Quello di rieducare la nuova generazione era un compito che Pino Puglisi svolgeva con grande amore e devozione, oltre che con tanto coraggio, garantendo ai ragazzi di Brancaccio – “un quartiere che viveva di pochezze” - le stesse opportunità di incontro, condivisione, crescita e impegno sociale che avevano i giovani nati e cresciuti lontani da questi difficili territori: “Era un prete eccezionale, dedito a Dio e agli altri, che ha insegnato ai più giovani a dire di no alla mafia, all'ignoranza, ai furto e a dire sì alla cultura, alla solidarietà.” Un uomo “normale" – come lo ha definito Suor Carolina – che si è battuto per migliorare le condizioni del rione, nonostante le minacce di Cosa nostra: “A volte lo picchiavano, riceveva lettere anonime, gli bucavano le ruote della macchina. Eppure incassava. E più i mafiosi manifestavano insofferenza, più lui lottava. Hanno colpito i suoi amici di notte, appiccando il fuoco alle porte dei Padri di famiglia, e lui ha reagito, additandoli come animali, vigliacchi che colpivano alle spalle”.

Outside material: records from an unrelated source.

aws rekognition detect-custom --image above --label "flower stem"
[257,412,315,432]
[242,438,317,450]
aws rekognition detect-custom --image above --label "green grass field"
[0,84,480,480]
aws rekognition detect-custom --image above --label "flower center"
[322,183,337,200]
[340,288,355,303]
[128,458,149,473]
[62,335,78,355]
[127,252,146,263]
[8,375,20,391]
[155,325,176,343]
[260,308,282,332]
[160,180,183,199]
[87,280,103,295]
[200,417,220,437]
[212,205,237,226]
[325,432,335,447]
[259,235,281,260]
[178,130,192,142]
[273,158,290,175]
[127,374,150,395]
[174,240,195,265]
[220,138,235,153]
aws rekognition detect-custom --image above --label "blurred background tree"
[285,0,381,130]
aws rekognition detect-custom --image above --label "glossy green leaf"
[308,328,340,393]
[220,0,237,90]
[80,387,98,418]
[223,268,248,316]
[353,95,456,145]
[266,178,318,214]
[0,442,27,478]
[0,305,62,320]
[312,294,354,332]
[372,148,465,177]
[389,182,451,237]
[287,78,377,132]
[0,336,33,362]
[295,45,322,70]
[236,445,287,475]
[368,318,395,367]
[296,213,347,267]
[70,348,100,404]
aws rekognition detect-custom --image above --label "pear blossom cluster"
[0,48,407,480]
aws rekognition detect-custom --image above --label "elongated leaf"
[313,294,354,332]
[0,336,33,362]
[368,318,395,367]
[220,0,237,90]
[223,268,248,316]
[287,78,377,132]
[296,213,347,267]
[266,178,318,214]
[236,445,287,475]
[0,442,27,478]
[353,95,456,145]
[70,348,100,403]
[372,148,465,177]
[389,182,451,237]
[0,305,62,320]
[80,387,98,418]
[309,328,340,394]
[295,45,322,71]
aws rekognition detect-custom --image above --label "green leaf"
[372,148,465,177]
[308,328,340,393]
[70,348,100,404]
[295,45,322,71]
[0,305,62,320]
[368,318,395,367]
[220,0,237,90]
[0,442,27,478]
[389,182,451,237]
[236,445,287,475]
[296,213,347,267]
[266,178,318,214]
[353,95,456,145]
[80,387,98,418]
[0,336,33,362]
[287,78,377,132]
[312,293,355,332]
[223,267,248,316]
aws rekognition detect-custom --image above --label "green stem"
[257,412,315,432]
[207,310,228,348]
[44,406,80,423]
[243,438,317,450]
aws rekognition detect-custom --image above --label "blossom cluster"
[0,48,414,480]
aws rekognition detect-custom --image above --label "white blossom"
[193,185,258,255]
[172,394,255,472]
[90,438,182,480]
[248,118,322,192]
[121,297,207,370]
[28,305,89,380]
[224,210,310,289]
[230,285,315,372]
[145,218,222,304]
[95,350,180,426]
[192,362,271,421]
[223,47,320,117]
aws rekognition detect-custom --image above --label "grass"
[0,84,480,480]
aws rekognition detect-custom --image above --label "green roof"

La storia del sacerdote di Brancaccio è la storia di un uomo che è morto ‘in piedi', con onore, per nobili ideali, con la convinzione che non si scompare mai veramente quando si lascia qualcosa di buono. “L’esempio di Padre Puglisi, che ha fatto una scelta di vita chiara ed è morto sorridendo al proprio assassino, chiama tutti noi ad affrontare le nostre responsabilità quotidiane e a schierarci, evitando sempre la strada dell’omertà e del non fare. È difficile al giorno d'oggi, ma dobbiamo aprire gli occhi, fare del bene, denunciare il male sempre”, ha concluso Suor Carolina a gran voce, dimostrando ancora una volta di essere una donna forte e determinata che, a chi le chiede se non teme che possa accaderle qualcosa, risponde proprio come era solito fare l’amico Don Pino: “Se non hai paura non possono farti niente”.